A ne pas mettre entre toutes les mains donc. Poussée impressionnante
mais parcours roulants à privilégier pour découvrir cette BMW M5 sous son meilleur profil.
Sur mauvaise route, le réglage de suspension le plus ferme (sélectionnable manuellement à partir de 1992) se montre vite fatiguant pour les lombaires et les passagers. Certes, nous ne sommes pas dans le cas de figure d'une petite GTI, agile et virevoltant sur parcours sinueux, mais cette M5 distille un agrément
toujours aussi intense et demeure efficace, à condition de savoir la tenir et d'accepter dans ce cas un confort diminué.
EVOLUTION
M5 E34 3.8
Dès 1992, BMW améliore sensiblement sa M5 pour contrer la sortie de la Mercedes 500E. Avec une ultime évolution du moteur S38 dont la cylindrée passe à 3,8 litres (S38 B38, photo ci-contre), la M5 s'octroie un gain de puissance de 25 ch et 40 Nm de couple. La présentation est sensiblement améliorée avec des jantes "M System II" dont la partie centrale abandonne les ailettes pour un dessin à 5 branches, partagé avec la 850 CSi, et en option des rétros "M, aérodynamiques". L'équipement est enrichi et il est également possible d'opter pour la version Touring de la série 5 proposée avec le moteur de la M5, histoire de lier pleinement l'utile à l'agréable.
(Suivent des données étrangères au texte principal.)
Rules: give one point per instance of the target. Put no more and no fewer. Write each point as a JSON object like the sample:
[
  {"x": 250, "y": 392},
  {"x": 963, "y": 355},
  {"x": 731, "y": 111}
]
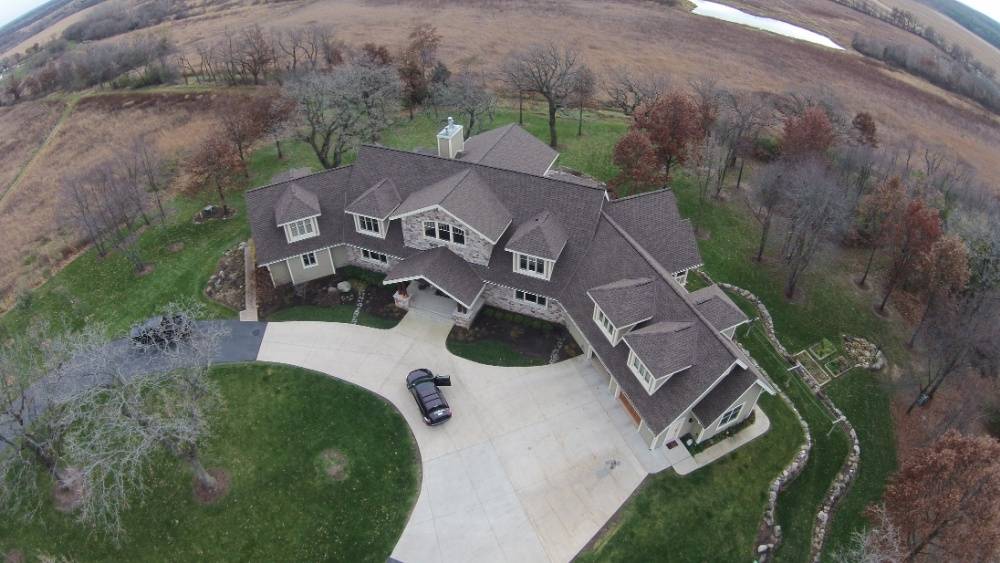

Face au vieillissement accéléré par la concurrence de sa série 5 E34, y compris en interne avec la sortie de la M3 e36, BMW adopte en 1994 des jantes alu de 18 pouces à 5 double branches de type "M paralell" chaussées de pneus 245/40 ZR 18, une boîte 6 vitesses et des freins en deux parties de plus grand diamètre (345 contre 314 mm devant et 325 contre 299 mm derrière). Cette ultime évolution de la M5 se reconnaît en outre à sa calandre modifiée avec un double haricot et son encadrement élargis.
SERIES LIMITEES
A noter également quelques séries très limitées et non importées en France : la Cecotto (22 exemplaires), du nom du pilote de supertourisme vainqueur en M3 e30, et la Winkelhock (51 ex.), version allégée du nom du pilote en M3 e30 Schnitzer. Sur la base de la M5 e34 3L8, la remarquable "20 jahre Motorsport" célèbre les 20 ans de Motorsport. Produite à 20 exemplaires tous peints en rouge Mugello, elle reçoit des placages intérieurs en carbone, une sellerie spécifique, un soufflet de vitesse et un volant en Amaretta (Alcantara). Les intérieurs de jantes sont peints en noir. Plus anecdotique, la "Naghi edition" réservée à l'Arabie (15 exemplaires) ou la M5 Touring Elekta en Italie (20 ex.) produits par BMW Individual, ou encore la Final Edition pour le marché anglais (50 ex.).
BMW M5 E35
C'est un fait peu connu mais BMW Motorsport étudia sérieusement la possibilité de convertir la M5 en... cabriolet ! Ramenée à 2 portes, la carrosserie prenait alors une tooute autre allure et on peut s'en rendre compte grâce au (seul) prototype réalisébaptisé en interne E35. COnstruit sur la base d'une M5 3.6L, mais le pare-brise, les portes et les ailes arrière étaient évidemment spécifiques. Les sièges avant avec ceinture de sécurité intégrées étaient issus du coupé série 8 (E31). Avec les renforts indispensables de structure et la grande capote à commande électrique, le poids à vide augmentait d'une bonne centaine de kilos 100 kg. Le prototype devait être présenté au salon de Genève 1989 mais à la dernière minute la direction décida de ne pas donner son feu vert au projet et le prototype reste caché dans les réserves secrètes du Musée BMW...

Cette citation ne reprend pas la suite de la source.